POST /api/text-to-speech

Caution

This feature is not available to all customers. Please contact our sales team for eligibility details.

Synthesize voice.

Request

Headers

Parameters

  • None

Body as JSON Object

Key

Type

Required

Description

text

string

Yes

The sentence to synthesize voice.

tts_mode

string

Yes

Identify the mode to generate a speech. One of ‘actor’ and ‘audio_file’ mode mode. Default is ‘actor’.

actor_id

string

Yes

The character ID, which is required only when tts_mode is ‘actor’. Retrieve your character from the Actor API.

speak_resource_id

string

Yes

The speak resource ID, which is required only when tts_mode is ‘audio_file’. Retrieve speak_resource_id from the Resource API.

lang

string

Yes

Language code of the text. Available language codes are [‘en-us’, ‘ko-kr’, ‘ja-jp’, ‘es-es’, ‘zh-cn’, ‘auto’] for ‘actor’ mode. Use auto for automatic language detection from the text.
When using tts_mode: audio_file, Available language codes are [ ‘en-us’, ‘ko-kr’, ‘ja-jp’, ‘zh-cn’, ‘fr-fr’, ‘de-de’, ‘es-es’, ‘pt-pt’, ‘it-it’, ‘ru-ru’, ‘ta-in’, ‘ar-sa’, ‘bg-bg’, ‘uk-ua’, ‘hr-hr’, ‘cs-cz’, ‘pl-pl’, ‘sk-sk’, ‘fi-fi’, ‘ro-ro’, ‘el-gr’, ‘nl-nl’, ‘sv-se’, ‘tl-ph’, ‘id-id’, ‘auto’].

xapi_hd

bool

No

Specify sample rate. If set to true, you’ll get high-quality audio (44.1 KHz). Default is false (16 KHz).

xapi_audio_format

string

No

Specify audio format. If set to “mp3”, you’ll get an mp3 format file. Default is “wav” format.

model_version

string

No

Specify a model version name or alias. Refer to character version API. Use “latest” for the latest model.

emotion_tone_preset

string

No

Specify an emotion. Retrieve available emotions for your character from Actor API with actor id.

emotion_prompt

string

No

Specify a custom emotion in natural language (Korean or English).
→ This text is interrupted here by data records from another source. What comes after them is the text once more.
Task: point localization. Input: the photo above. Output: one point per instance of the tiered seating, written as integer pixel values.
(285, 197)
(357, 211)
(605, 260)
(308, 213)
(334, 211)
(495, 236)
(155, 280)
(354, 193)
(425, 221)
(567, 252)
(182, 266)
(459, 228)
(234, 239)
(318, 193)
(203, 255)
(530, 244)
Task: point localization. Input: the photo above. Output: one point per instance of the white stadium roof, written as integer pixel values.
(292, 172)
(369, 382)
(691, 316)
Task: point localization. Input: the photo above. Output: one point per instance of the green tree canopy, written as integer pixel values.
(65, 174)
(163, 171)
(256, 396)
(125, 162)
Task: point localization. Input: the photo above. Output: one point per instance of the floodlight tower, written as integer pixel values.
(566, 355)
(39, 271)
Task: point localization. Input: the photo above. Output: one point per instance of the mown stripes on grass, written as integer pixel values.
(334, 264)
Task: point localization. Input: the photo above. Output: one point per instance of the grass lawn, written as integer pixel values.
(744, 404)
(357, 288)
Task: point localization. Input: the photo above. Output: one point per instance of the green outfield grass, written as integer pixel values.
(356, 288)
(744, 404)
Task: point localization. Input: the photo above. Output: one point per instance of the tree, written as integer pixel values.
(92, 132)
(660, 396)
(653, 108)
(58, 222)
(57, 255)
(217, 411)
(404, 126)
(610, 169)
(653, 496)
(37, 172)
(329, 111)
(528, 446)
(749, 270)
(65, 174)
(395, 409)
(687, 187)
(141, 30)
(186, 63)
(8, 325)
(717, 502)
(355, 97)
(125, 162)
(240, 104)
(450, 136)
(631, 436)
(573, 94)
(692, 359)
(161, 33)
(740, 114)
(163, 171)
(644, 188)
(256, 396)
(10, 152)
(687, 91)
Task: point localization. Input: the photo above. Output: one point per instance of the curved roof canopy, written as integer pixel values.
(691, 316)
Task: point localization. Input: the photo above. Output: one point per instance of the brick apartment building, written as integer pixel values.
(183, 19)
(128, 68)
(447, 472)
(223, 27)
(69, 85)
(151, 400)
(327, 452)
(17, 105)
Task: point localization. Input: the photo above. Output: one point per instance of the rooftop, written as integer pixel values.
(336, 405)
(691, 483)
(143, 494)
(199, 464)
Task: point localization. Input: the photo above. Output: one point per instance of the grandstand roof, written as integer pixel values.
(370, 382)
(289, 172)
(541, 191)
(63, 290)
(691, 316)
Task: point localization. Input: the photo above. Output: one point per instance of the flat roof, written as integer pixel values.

Use when emotion_tone_preset is emotion-prompt. Ensure emotion_prompt is activated for your selected character.

volume

int

No

Specify audio volume. Set to 50 for 0.5x down, 200 for 2x up. Default is 100.

speed_x

float

No

Control speaking speed. Values: 1.5 (slow), 1 (normal), or 0.5 (fast). Default is 1.

tempo

float

No

Control voice playing speed. Range: 0.5 (0.5x slow) to 2.0 (2x fast). Default is 1.0.

pitch

int

No

Control voice pitch. Range: -12 to 12. A value of 1 corresponds to one semitone. For example, 4 means 4 semitones higher than the original voice. Default is 0.

max_seconds

float

No

Limit maximum length of synthesized speech (1 to 60 seconds). Default is 30. Refer to limit length and fixed duration documents.

duration

float

No

Define the length of synthesized speech (1 to 60 seconds). Use default value for tempo and speed_x. Refer to fixed duration.

last_pitch

int

No

Control pitch of end of sentence. Values: -2 (lowest), -1 (low), 0 (normal), 1 (high), or 2 (highest).

Example with cURL
  curl --request POST \
      --url https://typecast.ai/api/text-to-speech \
      --header "Content-Type: application/json" \
      --header "Authorization: Bearer $API_TOKEN" \
      --data '{
          "text": "My name is Juncheol.",
          "lang": "auto",
          "model_version": "latest",
          "emotion_tone_preset": "${emotion}",
          "actor_id": "${24-letters-your_actor_id}",
          "xapi_hd": true,
          "xapi_audio_format": "mp3",
          "max_seconds": 20,
          "volume": 100,
          "speed_x": 1,
          "tempo": 1,
          "pitch": 0,
      }'

Check out an example of using a custom emotion with emotion_prompt in the following guide: Advanced speech synthesis: Apply custom emotion in your script

Response

Status Code

Status Code

Description

401

Authorization Error

400

JSON object representing an error. See how the error looks.

429

JSON object representing an error indicating that the request limit has been exceeded. See how the error looks. error_code is app/too-many-requests.

200

JSON object containing the result.

result consists of the following

Upon success, you will receive a binary file containing the synthesized audio.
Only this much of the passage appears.